Arizona, 300 Meter von der mexikanischen Grenze entfernt. Auf dem jüdischen Friedhof von Bisbee-Douglas. Eine Gruppe von Studenten ist damit beschäftigt, mit Spitzhacke und Rechen Steine, Gestrüpp und Unkraut zusammenzutragen.
Abe Villarreal ist der Initiator der Aufräumaktion. Als die Stadt Douglas 1904 gegründet wurde, gab es hier auch einen jüdischen Friedhof“, sagt der Dekan der Universität der Grenzstadt Douglas.

Restauration notwendig

Er erklärt, was es mit dem jüdischen Friedhof auf sich hat: Der letzte Tote wurde hier 1963 beerdigt. Seitdem war der Ort ziemlich verlassen und sah sehr schäbig aus. Aber in den letzten paar Jahren haben wir dank der Zusammenarbeit verschiedener Partner einen schönen Zaun bekommen, ein Tor, eine Sicherheitskamera und ein Wassersystem. Gräber und Grabsteine wurden renoviert, damit sie der Nachwelt erhalten bleiben können. Wir sind euch wirklich sehr dankbar, dass ihr uns heute helft.“
Offiziell ist der Friedhof im Besitz der "Landon Rosen-Stiftung". Der jüdische Anwalt und Philanthrop Richard Rosen hat sie zu Ehren seines Sohnes Landon gegründet, der im Alter von 20 Jahren ertrank. Die beiden hatten den Friedhof einst gemeinsam besucht.
Rosen und der Rancher Jorge Ilitzky aus Mexiko, der drei Verwandte auf dem Friedhof liegen hat, legten den finanziellen Grundstein für dessen Renovierung.

21 Tote auf dem jüdischen Friedhof

Die Jüdische Vereinigung von Südarizona und das Museum für Jüdische Geschichte in der 100 Kilometer entfernten Stadt Tucson sammelten Spenden.
Abe Villarreal hat alles von Anfang an miterlebt. „Nach der letzten Beerdigung 1963 nutzten mit der Zeit Jugendliche den Friedhof als Treffpunkt für Partys.

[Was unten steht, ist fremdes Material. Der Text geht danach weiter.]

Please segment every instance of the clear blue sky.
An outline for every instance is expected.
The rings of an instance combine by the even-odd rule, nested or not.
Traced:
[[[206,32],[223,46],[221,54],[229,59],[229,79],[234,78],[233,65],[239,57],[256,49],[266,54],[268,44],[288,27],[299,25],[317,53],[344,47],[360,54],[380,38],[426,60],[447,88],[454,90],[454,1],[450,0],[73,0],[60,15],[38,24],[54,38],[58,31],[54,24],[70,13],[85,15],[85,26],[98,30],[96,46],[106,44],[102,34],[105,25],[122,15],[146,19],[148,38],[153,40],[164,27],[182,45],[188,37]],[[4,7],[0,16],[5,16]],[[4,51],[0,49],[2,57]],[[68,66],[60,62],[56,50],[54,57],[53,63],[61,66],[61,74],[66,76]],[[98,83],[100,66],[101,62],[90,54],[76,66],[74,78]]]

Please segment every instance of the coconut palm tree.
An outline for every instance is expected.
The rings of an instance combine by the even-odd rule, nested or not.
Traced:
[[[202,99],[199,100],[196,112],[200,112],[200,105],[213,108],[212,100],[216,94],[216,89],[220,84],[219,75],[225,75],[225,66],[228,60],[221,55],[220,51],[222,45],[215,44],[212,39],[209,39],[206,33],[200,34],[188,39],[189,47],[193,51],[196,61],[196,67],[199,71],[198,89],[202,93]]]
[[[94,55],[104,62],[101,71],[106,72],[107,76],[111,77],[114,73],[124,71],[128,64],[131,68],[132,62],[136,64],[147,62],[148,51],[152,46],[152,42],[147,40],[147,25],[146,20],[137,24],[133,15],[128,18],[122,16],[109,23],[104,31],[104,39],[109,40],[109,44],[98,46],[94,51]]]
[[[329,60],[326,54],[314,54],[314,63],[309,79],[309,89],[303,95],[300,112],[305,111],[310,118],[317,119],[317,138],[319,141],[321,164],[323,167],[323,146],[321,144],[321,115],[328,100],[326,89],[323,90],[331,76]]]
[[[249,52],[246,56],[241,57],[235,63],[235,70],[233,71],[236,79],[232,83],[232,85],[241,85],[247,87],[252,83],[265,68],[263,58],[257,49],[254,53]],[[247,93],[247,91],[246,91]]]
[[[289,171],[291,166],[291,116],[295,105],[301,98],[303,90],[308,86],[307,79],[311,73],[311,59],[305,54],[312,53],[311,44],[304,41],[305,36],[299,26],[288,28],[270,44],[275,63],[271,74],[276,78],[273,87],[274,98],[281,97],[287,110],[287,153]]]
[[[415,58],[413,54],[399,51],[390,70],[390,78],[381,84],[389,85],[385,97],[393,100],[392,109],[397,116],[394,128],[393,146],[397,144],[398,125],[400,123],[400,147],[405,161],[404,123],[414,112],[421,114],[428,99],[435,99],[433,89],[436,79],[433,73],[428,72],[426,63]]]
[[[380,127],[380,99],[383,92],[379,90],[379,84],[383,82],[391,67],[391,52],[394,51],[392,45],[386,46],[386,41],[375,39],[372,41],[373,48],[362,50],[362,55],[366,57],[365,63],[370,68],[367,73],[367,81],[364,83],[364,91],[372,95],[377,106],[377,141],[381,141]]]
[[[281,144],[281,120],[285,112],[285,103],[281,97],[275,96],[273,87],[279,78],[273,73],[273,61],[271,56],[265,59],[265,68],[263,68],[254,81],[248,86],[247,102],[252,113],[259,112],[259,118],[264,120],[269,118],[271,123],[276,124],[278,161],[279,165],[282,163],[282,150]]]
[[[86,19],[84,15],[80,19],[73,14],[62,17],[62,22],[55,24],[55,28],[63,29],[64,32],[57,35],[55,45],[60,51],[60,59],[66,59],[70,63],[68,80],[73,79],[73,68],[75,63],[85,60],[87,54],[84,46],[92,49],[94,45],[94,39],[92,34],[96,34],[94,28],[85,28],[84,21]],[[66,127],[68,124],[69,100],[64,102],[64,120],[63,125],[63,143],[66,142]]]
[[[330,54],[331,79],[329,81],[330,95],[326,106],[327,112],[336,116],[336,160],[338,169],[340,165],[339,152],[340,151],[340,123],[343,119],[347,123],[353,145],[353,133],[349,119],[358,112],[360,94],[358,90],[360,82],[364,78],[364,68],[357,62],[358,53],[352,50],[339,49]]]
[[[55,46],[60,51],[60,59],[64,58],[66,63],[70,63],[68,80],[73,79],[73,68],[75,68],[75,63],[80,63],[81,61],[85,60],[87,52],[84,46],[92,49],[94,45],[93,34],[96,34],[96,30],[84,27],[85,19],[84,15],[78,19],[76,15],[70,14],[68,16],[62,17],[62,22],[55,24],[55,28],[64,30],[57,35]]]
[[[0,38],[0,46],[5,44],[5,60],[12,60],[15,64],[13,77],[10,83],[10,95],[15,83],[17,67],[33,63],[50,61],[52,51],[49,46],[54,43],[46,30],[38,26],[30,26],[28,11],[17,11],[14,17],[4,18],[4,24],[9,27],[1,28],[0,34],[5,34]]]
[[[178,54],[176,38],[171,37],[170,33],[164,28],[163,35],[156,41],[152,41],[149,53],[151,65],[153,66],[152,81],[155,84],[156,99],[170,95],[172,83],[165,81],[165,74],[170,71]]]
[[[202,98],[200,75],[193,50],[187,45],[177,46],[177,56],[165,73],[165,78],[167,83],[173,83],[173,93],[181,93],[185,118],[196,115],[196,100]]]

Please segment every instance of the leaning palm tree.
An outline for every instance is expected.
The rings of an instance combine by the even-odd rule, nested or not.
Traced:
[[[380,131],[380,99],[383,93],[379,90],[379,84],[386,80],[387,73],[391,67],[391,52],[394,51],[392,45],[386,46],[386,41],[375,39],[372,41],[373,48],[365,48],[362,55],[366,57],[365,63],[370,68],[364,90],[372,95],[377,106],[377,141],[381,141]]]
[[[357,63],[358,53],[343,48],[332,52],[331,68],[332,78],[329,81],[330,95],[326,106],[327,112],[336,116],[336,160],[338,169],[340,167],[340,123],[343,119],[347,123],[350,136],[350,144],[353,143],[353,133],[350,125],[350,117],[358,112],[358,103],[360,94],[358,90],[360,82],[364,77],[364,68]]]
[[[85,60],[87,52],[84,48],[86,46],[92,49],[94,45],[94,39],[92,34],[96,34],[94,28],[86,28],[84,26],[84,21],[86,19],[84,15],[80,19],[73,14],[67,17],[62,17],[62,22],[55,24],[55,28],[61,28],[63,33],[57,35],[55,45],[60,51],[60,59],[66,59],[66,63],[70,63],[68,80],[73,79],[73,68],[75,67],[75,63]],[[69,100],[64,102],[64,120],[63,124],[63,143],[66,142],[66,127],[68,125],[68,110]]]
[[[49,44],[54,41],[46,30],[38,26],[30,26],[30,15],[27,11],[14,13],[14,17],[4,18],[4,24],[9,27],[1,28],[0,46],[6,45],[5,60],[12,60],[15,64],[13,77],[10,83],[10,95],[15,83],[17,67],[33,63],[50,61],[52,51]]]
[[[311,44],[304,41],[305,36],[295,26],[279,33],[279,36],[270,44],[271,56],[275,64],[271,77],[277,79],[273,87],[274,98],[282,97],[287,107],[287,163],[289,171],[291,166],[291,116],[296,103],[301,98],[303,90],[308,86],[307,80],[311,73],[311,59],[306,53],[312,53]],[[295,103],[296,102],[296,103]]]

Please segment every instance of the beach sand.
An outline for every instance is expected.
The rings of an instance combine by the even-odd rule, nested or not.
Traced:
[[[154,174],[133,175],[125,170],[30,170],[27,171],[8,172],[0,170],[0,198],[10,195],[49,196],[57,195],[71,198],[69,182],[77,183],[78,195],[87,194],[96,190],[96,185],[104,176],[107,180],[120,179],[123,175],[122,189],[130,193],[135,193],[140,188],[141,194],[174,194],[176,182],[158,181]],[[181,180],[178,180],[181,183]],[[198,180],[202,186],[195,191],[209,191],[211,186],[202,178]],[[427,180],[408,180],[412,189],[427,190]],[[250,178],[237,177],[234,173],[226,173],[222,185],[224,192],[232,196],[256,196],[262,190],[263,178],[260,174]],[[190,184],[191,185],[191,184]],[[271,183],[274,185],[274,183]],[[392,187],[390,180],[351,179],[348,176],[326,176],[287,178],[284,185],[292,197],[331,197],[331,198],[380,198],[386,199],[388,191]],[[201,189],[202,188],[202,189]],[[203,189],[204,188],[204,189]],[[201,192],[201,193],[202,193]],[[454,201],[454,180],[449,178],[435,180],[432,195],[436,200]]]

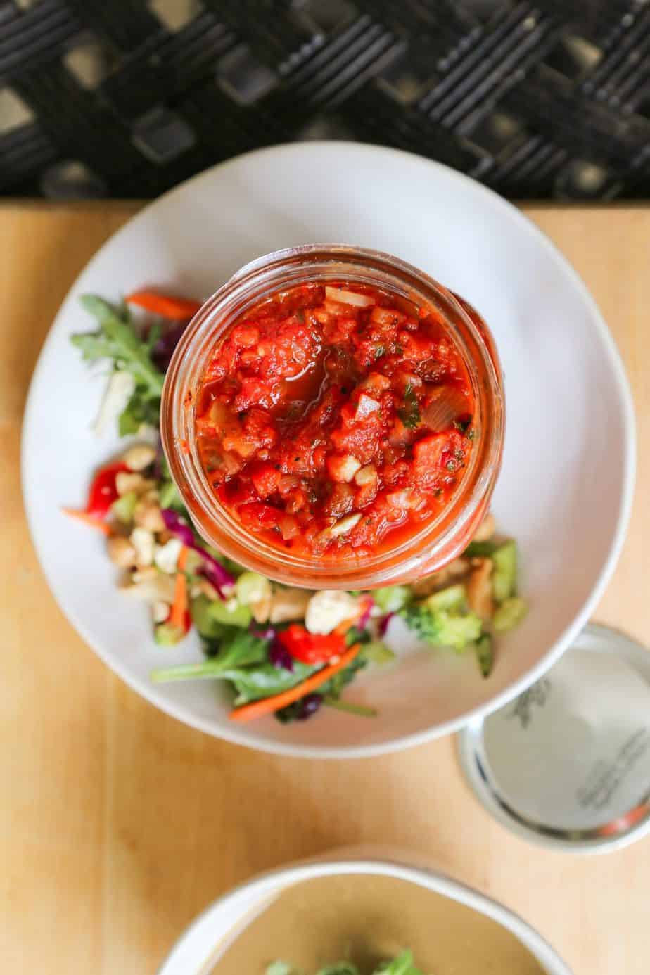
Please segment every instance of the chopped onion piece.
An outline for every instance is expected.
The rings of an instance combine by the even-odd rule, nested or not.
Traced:
[[[352,531],[355,525],[361,521],[362,514],[357,512],[356,515],[346,515],[345,518],[339,519],[335,525],[330,525],[328,527],[324,528],[321,532],[322,538],[338,538],[339,535],[345,535],[348,531]]]
[[[358,308],[368,308],[374,304],[374,298],[369,294],[359,294],[357,292],[346,292],[338,288],[325,288],[325,298],[340,304],[357,305]]]
[[[453,421],[468,412],[468,402],[454,386],[439,386],[435,399],[422,410],[422,421],[431,430],[448,430]]]

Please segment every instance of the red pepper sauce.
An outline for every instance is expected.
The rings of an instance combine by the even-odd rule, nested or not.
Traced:
[[[216,497],[248,530],[336,562],[393,548],[440,513],[473,413],[434,308],[337,282],[276,294],[231,327],[196,434]]]

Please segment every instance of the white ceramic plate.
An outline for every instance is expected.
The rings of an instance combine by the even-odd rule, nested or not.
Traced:
[[[162,649],[148,614],[115,586],[103,540],[59,512],[81,505],[118,448],[90,429],[102,391],[69,343],[92,327],[79,295],[142,286],[207,297],[251,258],[345,242],[387,251],[458,292],[492,329],[508,431],[493,510],[519,542],[527,619],[499,643],[483,681],[471,654],[408,654],[365,673],[352,700],[378,718],[325,711],[304,723],[236,726],[210,682],[154,686],[153,667],[199,659],[198,641]],[[189,180],[134,217],[72,287],[43,348],[23,431],[25,507],[64,612],[102,659],[158,707],[210,734],[290,755],[357,757],[426,741],[499,707],[540,677],[587,621],[628,524],[634,432],[626,376],[584,285],[514,207],[438,163],[357,143],[260,150]],[[42,472],[47,471],[47,478]]]
[[[360,851],[361,853],[362,851]],[[571,975],[544,938],[524,920],[496,901],[443,874],[407,866],[397,859],[348,856],[295,864],[244,883],[211,904],[181,936],[158,975],[209,975],[231,939],[286,887],[317,877],[365,874],[393,877],[416,883],[491,917],[528,949],[548,975]]]

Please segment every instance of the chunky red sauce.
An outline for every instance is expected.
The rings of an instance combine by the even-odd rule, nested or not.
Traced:
[[[343,560],[392,548],[448,504],[472,448],[465,365],[435,309],[345,283],[248,312],[198,398],[219,502],[280,550]]]

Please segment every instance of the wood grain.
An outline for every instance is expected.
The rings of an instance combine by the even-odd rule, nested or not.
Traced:
[[[272,758],[213,740],[136,697],[63,619],[23,519],[21,412],[59,302],[135,209],[0,208],[3,971],[153,972],[191,917],[232,884],[336,845],[385,842],[515,908],[576,975],[646,975],[650,840],[599,858],[526,844],[475,801],[450,739],[361,762]],[[650,210],[526,212],[609,322],[647,444]],[[595,614],[645,641],[649,488],[642,451],[628,541]]]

Wenn man hierher kam, fand man Bierflaschen und andere Anzeichen dafür, dass Jugendliche hier herumhingen", erinnert er sich. "Leider bedeutete das auch, dass es Vandalismus gab: Grabsteine standen nicht immer an ihrem richtigen Platz, manche waren umgeworfen. Man fand sogar Grabsteine in den Vorgärten von Leuten. Sie haben sie dann zurückgebracht.“
Insgesamt 21 Menschen sind auf dem Friedhof begraben. Sie lebten entweder in der nahen Grenzstadt Douglas oder im 30 Kilometer entfernten Bisbee. Das Doppelgrab der Familie Ilitzky ist das größte und liegt in der Mitte.

Ehrenamtliche helfen bei der Pflege

Die Studentinnen und Studenten, die an diesem Tag den Friedhof säubern, tun dies alle ehrenamtlich. Niemand von ihnen ist jüdisch.
Das sei ja auch egal, solange es für einen guten Zweck sei, meint Humberto. Er ist 15 und schon das zweite Mal dabei. Wenn ich einmal sterbe, möchte ich, dass sich jemand um mein Grab kümmert", sagt er. "Deshalb mache ich das für andere Menschen, auch wenn ich keine Beziehung zu ihnen habe – ich hoffe einfach, dass später jemand mein Grab pflegen wird.“
Yvette ist dagegen zum ersten Mal bei der Aufräumaktion dabei. „Ich wusste bis vor Kurzem überhaupt nicht, dass es in Douglas einen jüdischen Friedhof gibt. Ich habe gelesen, dass er einer von zwei jüdischen Friedhöfen in Arizona ist.“
Der jüdische Friedhof von Bisbee-Douglas gilt auch als einer der ältesten Friedhöfe des Bundesstaates.
Abe Villarreal lässt sich bei den Aufräumaktionen nicht nehmen, den Studenten Nachhilfeunterricht in jüdischer Geschichte zu geben.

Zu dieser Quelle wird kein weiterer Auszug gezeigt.